The Oracle: a sub-agent designed for architectural reasoning and logical verification, operating as the “sanity check” to the Librarian’s “discovery.” While the Librarian finds the relevant files, the Oracle maps the ripple effects, identifying deep-seated state conflicts and dependency regressions that a generalist might overlook in a single-file context. By isolating high-reasoning models (like o3) within this specialized role, it avoids the “context drift” of the main driver.

If you do want communication, the ideal shape is a pub/sub system with inboxes and topics, so agents can broadcast without knowing who is listening. For writing code that is probably overkill, because tasks get split up by a planner anyway, but for analysis, large code review or bug discovery it could let agents collaborate without sharing a thread of execution. They post observations to the bus and let other agents decide if it is relevant, instead of you prompt-engineering the hand-off.

Providers

OK, great, but where is the LLM coming from?

Your options are the big clouds (Azure, AWS, GCP), aggregators (GitHub Models, OpenRouter), and the labs themselves (Google, Anthropic, OpenAI, xAI). For a regulated enterprise the issue is mostly about data residency, contractual no-train guarantees, and which model versions you are allowed to pin. Pinning matters more than people admit; a silent model update can change your validation evidence overnight, and disrupt your evals with quality, latency or reasoning rate limits.

The practical answer was to route through a cloud the firm already has a contract with, even if that meant a slightly older model. The marginal capability was almost never worth the procurement loop.

Harnesses

These are the harnesses I have tried:

Copilot CLI (what I used for experiments)
OpenCode
Amp
Codex
Claude Code
Gemini CLI
Pi

There are more, but those are the ones I have real hours in. They all provide a headless, terminal-driven interface you can use to kick off a task from a script or a CI step. I would opt for ACP-compliant ones where possible, so you only have to maintain one integration and discovery becomes a matter of looking at the user’s PATH (or a registry, of which there are now a few). Vendor lock at the harness layer is unnecessary.

You will almost certainly need to edit the config of these agents to allow specific read/write paths, network egress, or tool sets. Defaults are conservative for good reason, but conservative defaults are wrong for a CI runner that is supposed to land a PR.

Building your own harness is straightforward. A working one is an evening of work. A good one is months, because the non-trivial parts are streaming, context management, tool sandboxing, retry semantics, and graceful degradation when a model returns malformed tool calls. If you build your own you own all of that forever. Use someone else’s harness unless you have a specific reason not to, many have plugin systems and SDKs which let you mess around if needed.
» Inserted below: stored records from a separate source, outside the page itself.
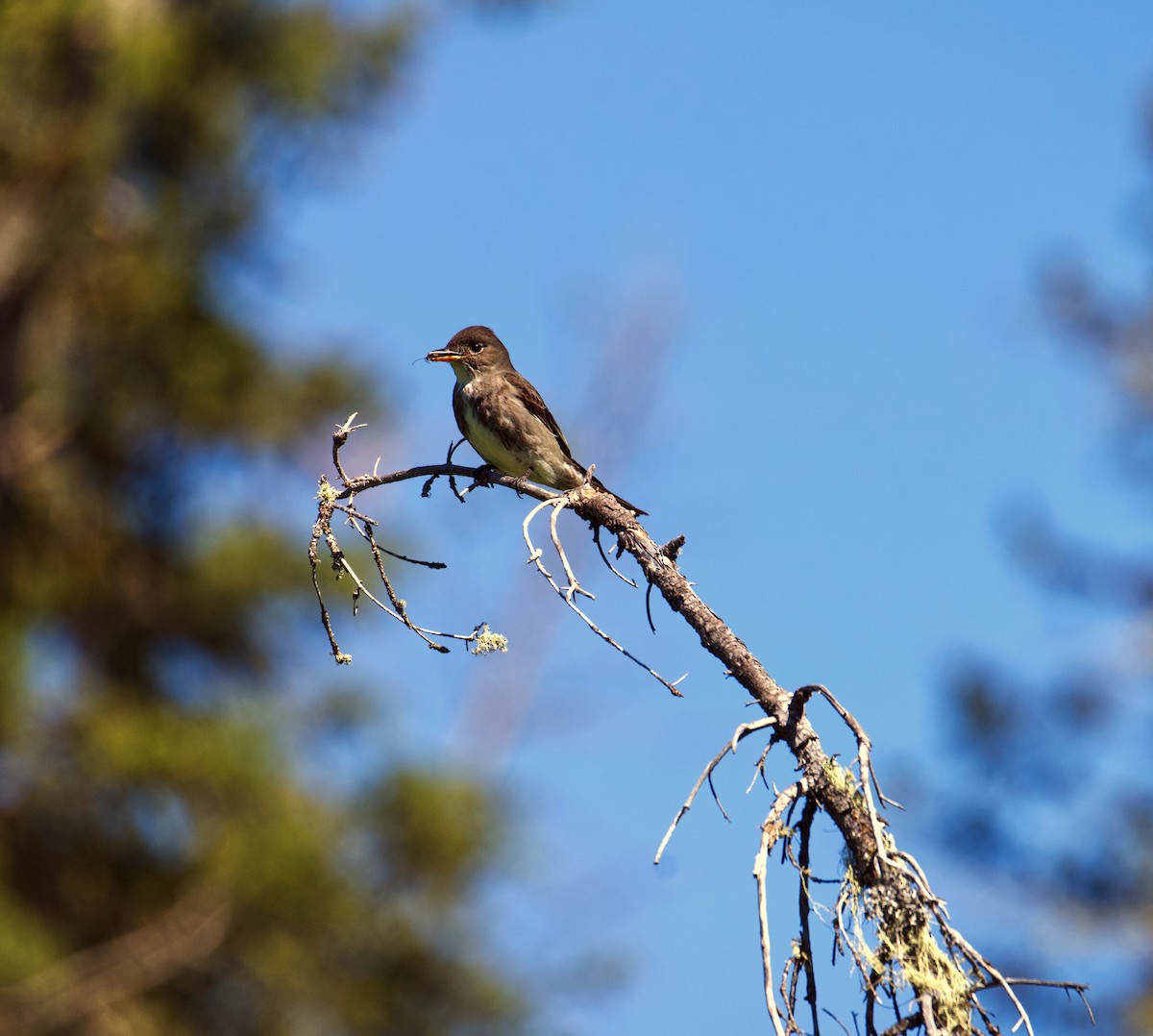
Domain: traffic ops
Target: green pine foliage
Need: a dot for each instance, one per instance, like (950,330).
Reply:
(162,867)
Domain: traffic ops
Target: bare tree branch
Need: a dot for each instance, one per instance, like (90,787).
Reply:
(886,916)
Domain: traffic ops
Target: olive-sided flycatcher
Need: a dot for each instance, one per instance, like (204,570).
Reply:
(505,419)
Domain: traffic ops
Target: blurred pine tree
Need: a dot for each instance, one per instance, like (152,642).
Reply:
(161,867)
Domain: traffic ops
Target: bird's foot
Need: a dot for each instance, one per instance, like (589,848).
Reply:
(483,476)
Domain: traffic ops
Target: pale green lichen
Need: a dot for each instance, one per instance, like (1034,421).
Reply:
(488,642)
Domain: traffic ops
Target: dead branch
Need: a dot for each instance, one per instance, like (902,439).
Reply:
(886,917)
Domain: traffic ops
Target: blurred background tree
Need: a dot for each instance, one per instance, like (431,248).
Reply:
(1058,795)
(162,865)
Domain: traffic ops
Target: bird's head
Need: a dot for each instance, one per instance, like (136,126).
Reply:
(477,350)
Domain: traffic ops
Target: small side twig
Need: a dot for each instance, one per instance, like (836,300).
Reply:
(739,735)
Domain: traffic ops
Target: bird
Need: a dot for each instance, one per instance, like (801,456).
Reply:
(505,419)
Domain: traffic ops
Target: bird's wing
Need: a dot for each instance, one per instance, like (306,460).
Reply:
(458,409)
(535,405)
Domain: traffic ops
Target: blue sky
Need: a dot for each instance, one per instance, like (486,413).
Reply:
(834,218)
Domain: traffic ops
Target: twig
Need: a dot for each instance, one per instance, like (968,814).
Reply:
(739,735)
(534,557)
(771,830)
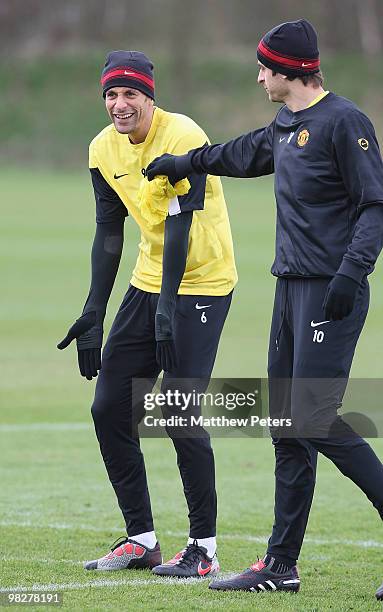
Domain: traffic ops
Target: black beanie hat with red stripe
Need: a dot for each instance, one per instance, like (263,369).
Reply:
(128,69)
(291,49)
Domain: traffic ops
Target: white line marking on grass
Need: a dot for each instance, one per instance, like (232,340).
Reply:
(180,534)
(23,427)
(102,583)
(5,558)
(67,526)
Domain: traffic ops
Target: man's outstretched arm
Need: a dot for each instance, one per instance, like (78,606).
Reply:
(247,156)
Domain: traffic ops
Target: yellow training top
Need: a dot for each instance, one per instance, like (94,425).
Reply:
(210,266)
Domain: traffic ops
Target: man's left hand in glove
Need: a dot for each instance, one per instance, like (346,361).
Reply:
(340,297)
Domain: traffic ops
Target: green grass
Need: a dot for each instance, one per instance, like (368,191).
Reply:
(56,505)
(63,108)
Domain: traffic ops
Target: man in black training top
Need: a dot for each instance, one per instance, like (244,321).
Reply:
(329,192)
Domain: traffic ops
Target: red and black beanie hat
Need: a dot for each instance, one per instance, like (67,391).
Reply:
(128,69)
(290,48)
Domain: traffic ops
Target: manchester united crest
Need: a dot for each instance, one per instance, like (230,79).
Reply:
(303,137)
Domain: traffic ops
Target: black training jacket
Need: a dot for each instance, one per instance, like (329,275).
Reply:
(328,185)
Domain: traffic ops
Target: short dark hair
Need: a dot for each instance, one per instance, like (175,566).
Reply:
(317,79)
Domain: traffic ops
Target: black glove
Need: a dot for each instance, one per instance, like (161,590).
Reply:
(166,355)
(88,334)
(166,164)
(340,297)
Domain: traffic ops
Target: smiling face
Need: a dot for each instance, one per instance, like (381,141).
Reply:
(276,85)
(131,112)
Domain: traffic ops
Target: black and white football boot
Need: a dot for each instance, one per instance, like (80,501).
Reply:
(259,578)
(192,562)
(127,554)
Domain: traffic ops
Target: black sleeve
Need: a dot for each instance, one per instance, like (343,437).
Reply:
(366,244)
(109,207)
(176,242)
(358,158)
(247,156)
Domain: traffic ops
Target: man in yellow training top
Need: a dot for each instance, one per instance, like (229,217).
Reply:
(170,319)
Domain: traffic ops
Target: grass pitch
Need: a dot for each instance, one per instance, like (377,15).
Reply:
(56,505)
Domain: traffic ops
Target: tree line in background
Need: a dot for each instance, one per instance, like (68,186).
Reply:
(29,28)
(204,53)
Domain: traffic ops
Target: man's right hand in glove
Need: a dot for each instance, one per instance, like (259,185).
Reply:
(88,334)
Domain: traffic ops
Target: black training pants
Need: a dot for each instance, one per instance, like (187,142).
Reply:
(130,352)
(309,364)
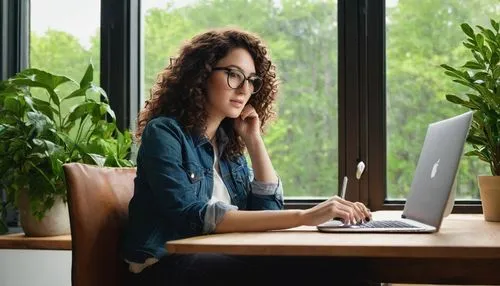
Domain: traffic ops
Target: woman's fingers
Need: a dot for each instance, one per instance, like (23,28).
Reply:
(359,212)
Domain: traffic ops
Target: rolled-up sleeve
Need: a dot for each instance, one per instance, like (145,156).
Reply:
(214,214)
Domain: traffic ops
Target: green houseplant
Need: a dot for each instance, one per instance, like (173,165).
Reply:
(481,74)
(47,120)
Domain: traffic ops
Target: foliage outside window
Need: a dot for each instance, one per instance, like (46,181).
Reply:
(422,34)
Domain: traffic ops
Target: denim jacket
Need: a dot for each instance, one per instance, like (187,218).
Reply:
(174,184)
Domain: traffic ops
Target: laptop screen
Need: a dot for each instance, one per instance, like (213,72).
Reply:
(436,169)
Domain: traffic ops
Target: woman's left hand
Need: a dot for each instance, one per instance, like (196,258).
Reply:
(247,125)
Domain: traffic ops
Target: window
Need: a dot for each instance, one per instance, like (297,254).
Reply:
(302,38)
(421,35)
(65,40)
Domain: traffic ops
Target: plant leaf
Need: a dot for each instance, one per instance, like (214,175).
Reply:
(467,30)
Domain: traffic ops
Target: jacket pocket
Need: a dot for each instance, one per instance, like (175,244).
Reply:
(196,177)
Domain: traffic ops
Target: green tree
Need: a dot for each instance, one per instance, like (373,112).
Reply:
(421,35)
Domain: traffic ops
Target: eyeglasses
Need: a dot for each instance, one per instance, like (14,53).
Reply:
(236,79)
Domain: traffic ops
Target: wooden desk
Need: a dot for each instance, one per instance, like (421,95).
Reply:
(466,250)
(20,241)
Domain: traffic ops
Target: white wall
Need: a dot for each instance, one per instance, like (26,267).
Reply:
(35,267)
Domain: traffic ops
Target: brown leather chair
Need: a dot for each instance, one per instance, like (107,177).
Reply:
(98,207)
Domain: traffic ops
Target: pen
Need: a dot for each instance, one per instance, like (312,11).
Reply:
(344,188)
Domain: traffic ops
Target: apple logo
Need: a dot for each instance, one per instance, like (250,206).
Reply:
(434,169)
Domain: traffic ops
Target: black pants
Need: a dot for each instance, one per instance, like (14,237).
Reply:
(217,269)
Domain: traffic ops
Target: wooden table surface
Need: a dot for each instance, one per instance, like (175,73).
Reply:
(20,241)
(466,250)
(460,236)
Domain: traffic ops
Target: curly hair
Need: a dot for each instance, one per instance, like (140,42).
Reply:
(180,90)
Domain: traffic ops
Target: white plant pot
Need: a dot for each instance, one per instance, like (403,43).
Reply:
(55,222)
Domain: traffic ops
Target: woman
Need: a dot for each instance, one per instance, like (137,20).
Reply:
(207,108)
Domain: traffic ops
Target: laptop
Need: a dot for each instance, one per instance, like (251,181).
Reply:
(432,183)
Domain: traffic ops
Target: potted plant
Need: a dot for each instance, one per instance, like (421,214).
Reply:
(47,120)
(481,74)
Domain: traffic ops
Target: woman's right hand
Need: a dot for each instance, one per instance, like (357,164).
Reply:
(336,207)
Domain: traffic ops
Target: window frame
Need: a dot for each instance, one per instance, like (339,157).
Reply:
(361,94)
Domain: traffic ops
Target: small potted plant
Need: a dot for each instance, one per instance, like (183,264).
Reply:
(47,120)
(481,74)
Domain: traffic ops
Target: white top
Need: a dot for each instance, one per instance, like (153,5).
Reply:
(220,192)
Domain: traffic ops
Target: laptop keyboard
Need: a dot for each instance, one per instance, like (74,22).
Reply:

What this means for Low-Code

The honest comparison is not “agents replace Low-Code”; it is “agents and Low-Code solve adjacent problems and the overlap is shrinking from the agent side”. Low-Code wins when the artefact is a form, a workflow, or a dashboard, and the user is non-technical. Agents win when the artefact is code, the requirements are documented, and the validation is automatable. The middle, which is most internal tooling in a regulated firm, used to belong to Low-Code by default but for product lines that demand this up front work agents can contest.

The thesis I ended up writing was less “agents are better” and more “agents change which problems are worth solving with code at all”. A team that previously would have stood up a Low-Code app to avoid the cost of a full backend will now consider a small service generated and maintained by an agent, because the cost line moved. That is a more interesting result than a benchmark, though a cost improvement is absolutely possible in the front loaded scenario, and was achieved.